Ces deux personnalités font assurément partie des plus grands militants du Maroc contemporain, et M. Boutouala n’est lui-même pas en reste: il fut, au plus fort des années de plomb, membre de l’organisation marxiste-léniniste clandestine du 23-Mars, et fut logiquement élu secrétaire national du PADS en juin 2016 au bout d’un parcours politique exempt de tout reproche.

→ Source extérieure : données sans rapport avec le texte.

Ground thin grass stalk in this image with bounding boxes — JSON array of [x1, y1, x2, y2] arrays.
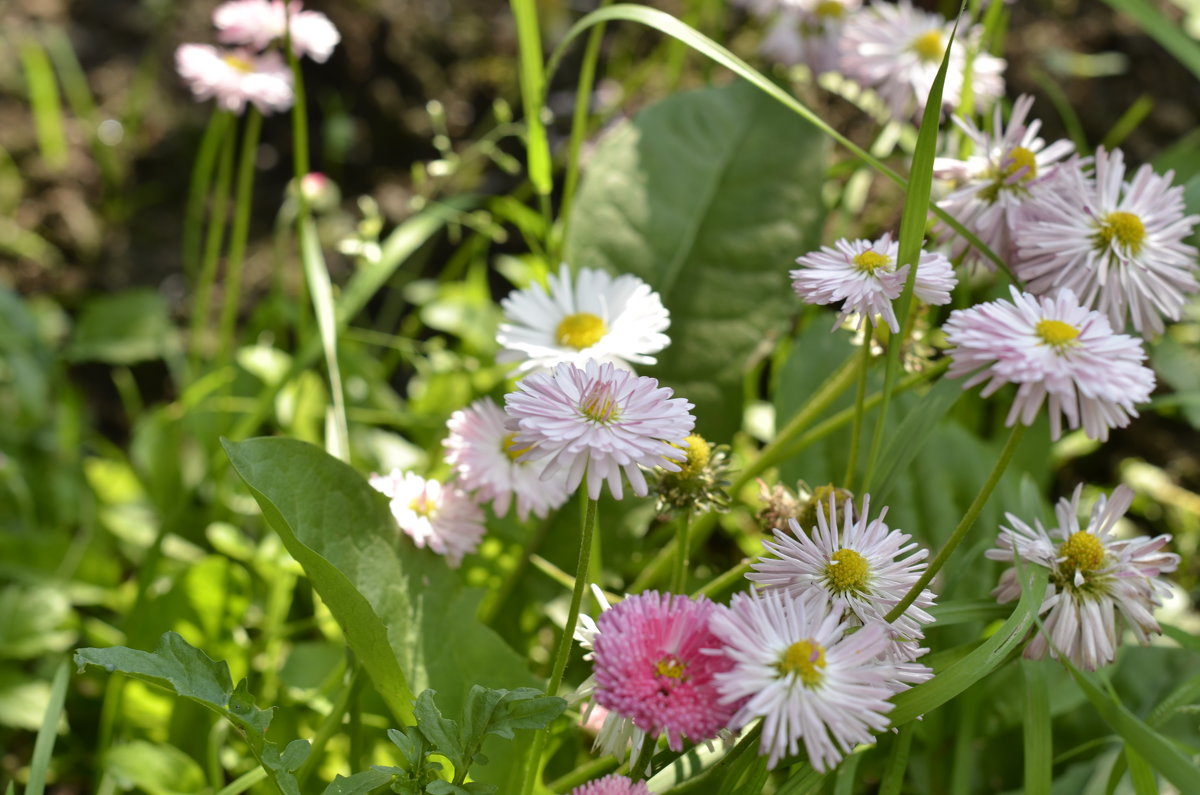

Mais M. Boutouala a eu la malencontreuse idée d’effectuer en août dernier le pèlerinage rituel du hadj, ce qui visiblement, aux yeux des militants de son parti, est un impair impardonnable: l’argent qu’en recueillerait l’Arabie saoudite permettrait à cette dernière de financer ses opérations militaires notamment au Yémen, qui selon l’Organisation des Nations unies (ONU) connaît actuellement une des pires crises humanitaires au monde. Argument recevable, dans la mesure où selon des estimations datant de 2012, le hadj rapporte quelque 16 milliards de dollars par an.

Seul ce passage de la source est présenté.